Heribert Breker von der Landwirtschaftskammer NRW hat sich die Lage auf dem Getreidemarkt genauer angeschaut.
In wenigen Tagen am 18. Juli 2023 endet das bisherige Abkommen gesicherter ukrainischer Transporte durch das Schwarze Meer. Russland hat angekündigt, die vertragliche Abmachung nicht fortzusetzen, weil die russischen Gegenforderungen auf Aufhebung der westlichen Sanktionen nicht erfüllt worden seien. Im Wesentlichen geht es um die für Russland gesperrte finanzielle Abwicklung internaler Handelsgeschäfte über die Zentralbank SWIFT. Auch der russische Düngemittelexport werde immer noch behindert.
30 Mio. t Exportvolumen
An den Verhandlungen ist auch die Welternährungsbehörde (WHO) und der Ministerpräsident Erdogan beteiligt. Die Türkei hat immerhin fast ein Drittel ihrer Getreideimporte aus der Ukraine bezogen. Selbst China hat in den letzten beiden Jahren beachtliche ukrainische Mengen erhalten. Beide Länder können großen Einfluss auf Russland ausüben. Die großen Weizenimportgebiete Ägypten und Marokko waren bislang zu 25 % auf ukrainische Weizen angewiesen. Indonesien gehört mit 23 % Anteil ebenfalls zu den maßgeblichen Empfängern.

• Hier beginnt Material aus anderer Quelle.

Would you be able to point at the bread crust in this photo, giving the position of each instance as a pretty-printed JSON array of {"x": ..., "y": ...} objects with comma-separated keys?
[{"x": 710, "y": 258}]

Das ukrainische Exportvolumen durch das Schwarze Meer wird auf rd. 30 Mio. t geschätzt; das entspricht etwa 8 % des Welthandels mit Getreide und hat dementsprechend starke Bedeutung für die Versorgungslage.
Was wäre wenn…?
Zu den möglichen Folgen gehen die Meinung am Markt weite auseinander. Die einen sagen, dass ein möglicher Transportstopp gravierende Folgen für die Preisentwicklung in den kommenden Wochen und Monaten haben werde. Die anderen meinen, die Preiswirkung werde überschätzt, denn schon jetzt warten auf Schiffen verladene 1,3 Mio. t Getreide, Mais& Co. auf Abfertigung, weil Russland die vereinbarten Kontrollen boykottiert. Der Rückstau in den Hafensilos ist beachtlich und die neue Ernte ist in vollem Gange.
Die Wahrheit liegt vermutlich irgendwo dazwischen. Denn klar ist auch: Die Auswege über den rumänischen Hafen Constanta hat bereits seine Kapazitätsgrenzen erreicht. Der Landweg mit LKW, Bahn und Binnenschifffahrt durch Polen und andere osteuropäische Länder ist auf den Transitverkehr beschränkt nachdem dort preisdrückende Mengen in den Ländern hängen geblieben sind. Es ist fraglich, ob über diesen Weg noch viel mehr Ware auf den Weltmarkt gelangen kann.